The punch in the elevator has at least for a time awakened many Americans to the troubled sport of football. This current PR mess will soon blow over and fans can get back to their man caves with the boys and cheer on those bone-crunching tackles and end zone victory dances.

But I was intrigued to read a few accounts by sports columnists with a brain and a heart who feel that in perhaps twenty or thirty years football will go the way of boxing, a sport with limited support watched by fans willing to pony up thirty dollars for a pay per view game.

There are already signs of football’s future demise and the analogy to boxing as parents are taking their kids out of pee wee football and even high school teams have some no shows as mom and dad tell their athletically inclined kids to find another sport. The fear of concussions or other long term injuries has soured a growing numnber of parents and indeed young people on ” America’s pastime). Take this attitude out some twenty years and football is in trouble and becoming the new boxing.

What will replace football, well that’s easy – football or as we call it soccer. Already gaining in popularity, soccer is a sport that mixes endurance with skill without shoulder pads and helmets. Now the international organization that runs soccer – FIFA – makes the NFL look like a bunch of choirboys as it remains scandal-ridden. But the sport itself is attractive and a lot safer than our brand of football, and at the moment not overly populated with criminal and miscreants.

Ray Rice didn’t know it the night he clocked his fiance, but he may have contributed to the decline of American style football and given new meaning to the title of his employer – The National Felony League.

O The Injustice!

September 26, 2012

No matter where you end up in life, you rarely lose those connections of your youth. In my case it is Wisconsin and the Green Bay Packers. So when I saw that bogus call by the replacement refs in the final seconds of the game, I started yelling at my flat screen.

I continued my rant when I heard of the NFL’s final decision to uphold the bogus call, and joined Aaron Rodgers in wondering why a multi-billion dollar enterprise can’t settle a basically petty dispute with the real referees.

But it gets a little more complicated because as a newly minted New England Patriots fan and the father of a daughter who gives new meaning to the term Patriots fanatic, I was equally upset when the Baltimore Ravens took away a Patriots victory in a highly suspect field goal that was called good by again the replacement refs.

So to make a long story short, my life as a Packer and Patriots fan is filled with a mix of anger, sadness and anger ( and let me add anger to the mix). Labor disputes that drag on for weeks and weeks always create inconvenience, name-calling and huge voids in services that are taken for granted.

The real refs want more money and pensions, but who doesn’t. The NFL is trying to hold the line on costs and views the refs as incidental employees who are not important to the show. Boy were they wrong. This dispute will end, perhaps in the next 24-48 hours, but the losses by the Packers and Patriots are on the books and who knows may come to haunt both teams down the road.
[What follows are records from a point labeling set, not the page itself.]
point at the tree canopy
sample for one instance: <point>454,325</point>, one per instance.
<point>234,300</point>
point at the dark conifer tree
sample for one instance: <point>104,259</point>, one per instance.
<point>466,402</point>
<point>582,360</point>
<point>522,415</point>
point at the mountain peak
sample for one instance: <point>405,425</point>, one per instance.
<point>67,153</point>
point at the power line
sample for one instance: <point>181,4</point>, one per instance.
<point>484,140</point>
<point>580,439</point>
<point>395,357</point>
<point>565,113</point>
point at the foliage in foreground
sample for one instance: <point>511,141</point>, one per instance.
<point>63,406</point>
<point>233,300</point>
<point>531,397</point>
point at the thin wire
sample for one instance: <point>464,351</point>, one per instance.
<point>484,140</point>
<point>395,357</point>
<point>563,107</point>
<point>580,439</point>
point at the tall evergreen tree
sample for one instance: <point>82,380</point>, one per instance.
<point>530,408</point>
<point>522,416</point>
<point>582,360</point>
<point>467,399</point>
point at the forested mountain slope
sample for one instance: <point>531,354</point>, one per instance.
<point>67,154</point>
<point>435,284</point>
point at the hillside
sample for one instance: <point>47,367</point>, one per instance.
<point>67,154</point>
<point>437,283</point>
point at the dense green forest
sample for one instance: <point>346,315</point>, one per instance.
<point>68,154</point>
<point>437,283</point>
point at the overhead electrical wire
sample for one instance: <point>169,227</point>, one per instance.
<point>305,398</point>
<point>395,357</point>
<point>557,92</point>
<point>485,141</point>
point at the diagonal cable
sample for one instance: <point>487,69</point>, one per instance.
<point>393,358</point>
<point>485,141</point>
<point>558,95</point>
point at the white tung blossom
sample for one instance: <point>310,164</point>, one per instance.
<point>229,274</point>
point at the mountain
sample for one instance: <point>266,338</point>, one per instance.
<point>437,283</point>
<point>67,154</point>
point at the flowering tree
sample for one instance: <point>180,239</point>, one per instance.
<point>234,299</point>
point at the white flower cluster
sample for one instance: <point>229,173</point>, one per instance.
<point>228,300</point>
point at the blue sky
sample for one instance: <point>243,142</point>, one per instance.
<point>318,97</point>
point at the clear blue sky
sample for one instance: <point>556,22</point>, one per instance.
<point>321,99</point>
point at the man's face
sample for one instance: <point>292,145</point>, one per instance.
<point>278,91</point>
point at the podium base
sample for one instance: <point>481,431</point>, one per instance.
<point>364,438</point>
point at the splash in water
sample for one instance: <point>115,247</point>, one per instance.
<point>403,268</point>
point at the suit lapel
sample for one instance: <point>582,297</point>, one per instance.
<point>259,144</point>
I really don’t have sympathy for the replacement referees, since they certainly must have known what they were getting into, but of course saw the dollar signs. Now as a result of their incompetence, they will go down in NFL history as labor scabs, petty opportunists and lousy football officials. Not much of a legacy for a few extra bucks.

As for the Packers and the Patriots, I am on my knees praying to the football God that the Super Bowl has these two teams fighting it out on neutral ground with real officials.